Search code examples
tensorflowdatasettensorflow-datasetstensorflow-estimator

How to switch between training and validation dataset with tf.MonitoredTrainingSession?


I want to use feedable iterator design in tensorflow Dataset API, so I can switch to validation data after some training steps. But if I switched to validation data, it will end the whole session.

The following code demonstrate what I want to do:

import tensorflow as tf


graph = tf.Graph()
with graph.as_default():
    training_ds = tf.data.Dataset.range(32).batch(4)
    validation_ds = tf.data.Dataset.range(8).batch(4)

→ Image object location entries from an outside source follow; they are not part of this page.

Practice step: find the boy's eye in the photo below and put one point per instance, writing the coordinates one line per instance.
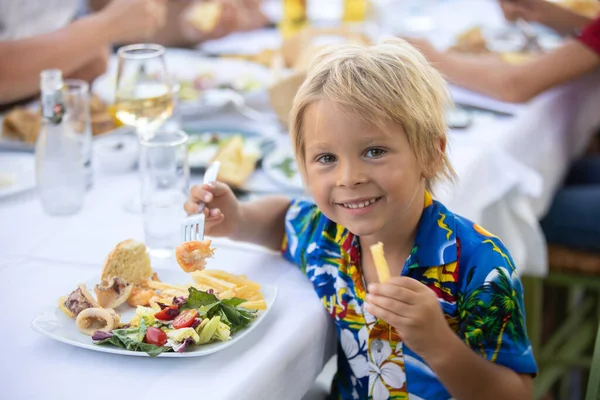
(375, 153)
(326, 159)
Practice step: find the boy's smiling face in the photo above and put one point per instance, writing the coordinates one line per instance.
(362, 177)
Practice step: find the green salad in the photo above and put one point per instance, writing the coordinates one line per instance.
(198, 319)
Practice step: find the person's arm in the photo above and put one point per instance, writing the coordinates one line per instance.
(560, 19)
(74, 48)
(552, 15)
(262, 221)
(513, 83)
(236, 15)
(67, 49)
(489, 356)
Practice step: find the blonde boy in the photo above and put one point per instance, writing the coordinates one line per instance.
(369, 135)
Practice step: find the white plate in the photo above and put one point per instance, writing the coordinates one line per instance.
(185, 65)
(17, 173)
(202, 151)
(273, 165)
(54, 324)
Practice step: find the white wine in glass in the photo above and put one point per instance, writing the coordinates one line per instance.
(144, 97)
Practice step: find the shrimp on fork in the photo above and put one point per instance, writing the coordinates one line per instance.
(191, 256)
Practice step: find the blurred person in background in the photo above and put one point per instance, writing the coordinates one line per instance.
(575, 212)
(40, 34)
(180, 31)
(521, 82)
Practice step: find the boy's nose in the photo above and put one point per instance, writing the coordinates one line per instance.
(350, 174)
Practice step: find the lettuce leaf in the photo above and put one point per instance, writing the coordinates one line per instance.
(133, 339)
(209, 306)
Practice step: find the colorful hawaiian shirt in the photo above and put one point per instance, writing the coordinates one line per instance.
(468, 268)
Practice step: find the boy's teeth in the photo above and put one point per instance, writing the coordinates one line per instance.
(359, 205)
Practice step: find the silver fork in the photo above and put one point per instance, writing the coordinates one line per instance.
(192, 227)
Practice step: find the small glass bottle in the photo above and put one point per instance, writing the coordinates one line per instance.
(59, 166)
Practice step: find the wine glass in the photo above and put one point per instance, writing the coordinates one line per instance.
(144, 95)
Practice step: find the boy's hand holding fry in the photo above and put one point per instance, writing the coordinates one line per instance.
(410, 307)
(414, 311)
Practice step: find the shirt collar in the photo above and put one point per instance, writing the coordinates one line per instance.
(435, 242)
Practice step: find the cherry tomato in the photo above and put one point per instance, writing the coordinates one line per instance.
(155, 336)
(167, 314)
(185, 319)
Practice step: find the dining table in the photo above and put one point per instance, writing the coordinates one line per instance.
(509, 164)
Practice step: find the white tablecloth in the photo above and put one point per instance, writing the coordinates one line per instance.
(508, 171)
(280, 359)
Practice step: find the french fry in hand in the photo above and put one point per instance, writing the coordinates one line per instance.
(383, 271)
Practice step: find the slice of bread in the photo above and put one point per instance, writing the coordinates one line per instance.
(205, 16)
(236, 164)
(128, 261)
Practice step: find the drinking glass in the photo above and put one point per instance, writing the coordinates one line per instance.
(77, 101)
(144, 96)
(165, 177)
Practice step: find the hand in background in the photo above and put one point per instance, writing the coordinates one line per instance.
(134, 20)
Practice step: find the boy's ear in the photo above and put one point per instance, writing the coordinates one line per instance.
(436, 162)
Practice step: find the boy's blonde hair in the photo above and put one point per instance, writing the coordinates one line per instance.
(391, 81)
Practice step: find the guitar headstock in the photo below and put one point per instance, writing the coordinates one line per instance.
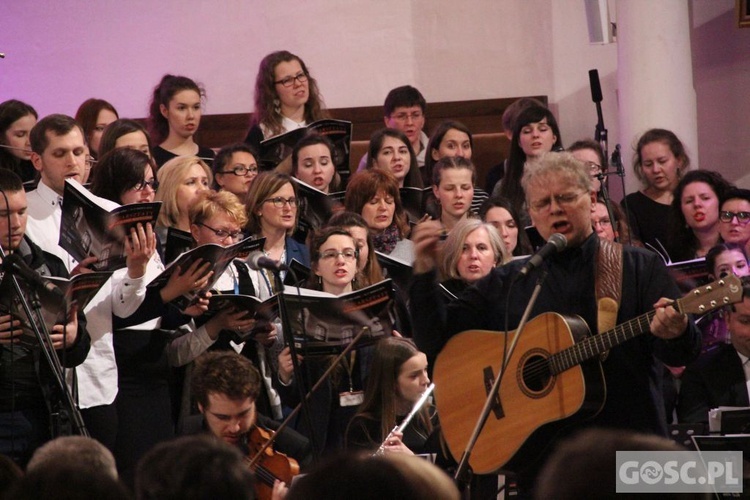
(719, 293)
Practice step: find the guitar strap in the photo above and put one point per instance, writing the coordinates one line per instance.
(608, 276)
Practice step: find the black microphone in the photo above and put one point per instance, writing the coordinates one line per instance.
(556, 243)
(257, 260)
(14, 264)
(616, 160)
(596, 88)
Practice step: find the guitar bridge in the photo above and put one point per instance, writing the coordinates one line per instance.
(489, 381)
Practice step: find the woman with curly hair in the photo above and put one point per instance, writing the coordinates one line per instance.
(374, 194)
(694, 215)
(286, 97)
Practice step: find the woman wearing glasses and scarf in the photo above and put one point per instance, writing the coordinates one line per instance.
(235, 167)
(286, 97)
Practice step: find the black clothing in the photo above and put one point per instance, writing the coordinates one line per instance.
(254, 137)
(648, 220)
(28, 391)
(715, 379)
(632, 375)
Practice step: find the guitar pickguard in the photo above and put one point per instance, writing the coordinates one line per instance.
(489, 381)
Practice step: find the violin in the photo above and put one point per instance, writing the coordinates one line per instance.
(267, 464)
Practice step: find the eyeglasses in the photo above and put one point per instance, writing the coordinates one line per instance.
(153, 183)
(594, 168)
(402, 117)
(279, 202)
(289, 80)
(222, 234)
(564, 200)
(727, 216)
(241, 170)
(601, 223)
(348, 254)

    handle = tf.placeholder(tf.string, shape=[])
    iterator = tf.data.Iterator.from_string_handle(
        handle, training_ds.output_types, training_ds.output_shapes)
    next_element = iterator.get_next()

    training_iterator = training_ds.make_initializable_iterator()
    validation_iterator = validation_ds.make_initializable_iterator()


with graph.as_default():

    with tf.train.MonitoredTrainingSession() as sess:
        training_handle = sess.run(training_iterator.string_handle())
        validation_handle = sess.run(validation_iterator.string_handle())
        sess.run(training_iterator.initializer)
        count_training = 0
        while not sess.should_stop():
            x = sess.run(next_element, feed_dict={handle: training_handle})
            count_training += 1
            print('{} [training] {}'.format(count_training, x.shape))
            # print(x)

            # we do periodic validation
            if count_training % 4 == 0:
                sess.run(validation_iterator.initializer)
                count_validation = 0
                while not sess.should_stop():
                    y = sess.run(next_element, feed_dict={handle: validation_handle})
                    count_validation += 1
                    print('  {} [validation] {}'.format(count_validation, y.shape))
                    # print(y)

The training data has 32 elements, batched with 4, so got 8 batches we do validation every 4 steps, so I expect:

#  1 [training]
# 2 [training]
# 3 [training]
# 4 [training]
#      1 [validation]
#      2 [validation]
# 5 [training]
# 6 [training]
# 7 [training]
# 8 [training]
#      1 [validation]
#      2 [validation]

but it stops when the first validation is done:

# 1 [training]
# 2 [training]
# 3 [training]
# 4 [training]
#      1 [validation]
#      2 [validation]

So, how to use this feedable iterator in tf.MonitoredTrainingSession?


Solution

  • I would suggest to catch tf.errors.OutOfRangeError raised at the end of the validation dataset (you can also check the processing multiple epochs section in the official API for another solution using the repeat dataset ):

    while not sess.should_stop():
        x = sess.run(next_element, feed_dict={handle: training_handle})
        count_training += 1
        print('{} [training] {}'.format(count_training, x.shape))
    
        # we do periodic validation
        if count_training % 4 == 0:
            sess.run(validation_iterator.initializer)
            count_validation = 0
            while True:
                try:
                    y = sess.run(next_element, feed_dict={handle: validation_handle})
                    count_validation += 1
                    print('  {} [validation] {}'.format(count_validation, y.shape))
                except tf.errors.OutOfRangeError:
                    break
    

    This piece of code prints:

    1 [training] (4,)  
    2 [training] (4,)  
    3 [training] (4,)  
    4 [training] (4,)  
      1 [validation] (4,)  
      2 [validation] (4,)  
    5 [training] (4,)
    6 [training] (4,)
    7 [training] (4,)
    8 [training] (4,)
      1 [validation] (4,)
      2 [validation] (4,)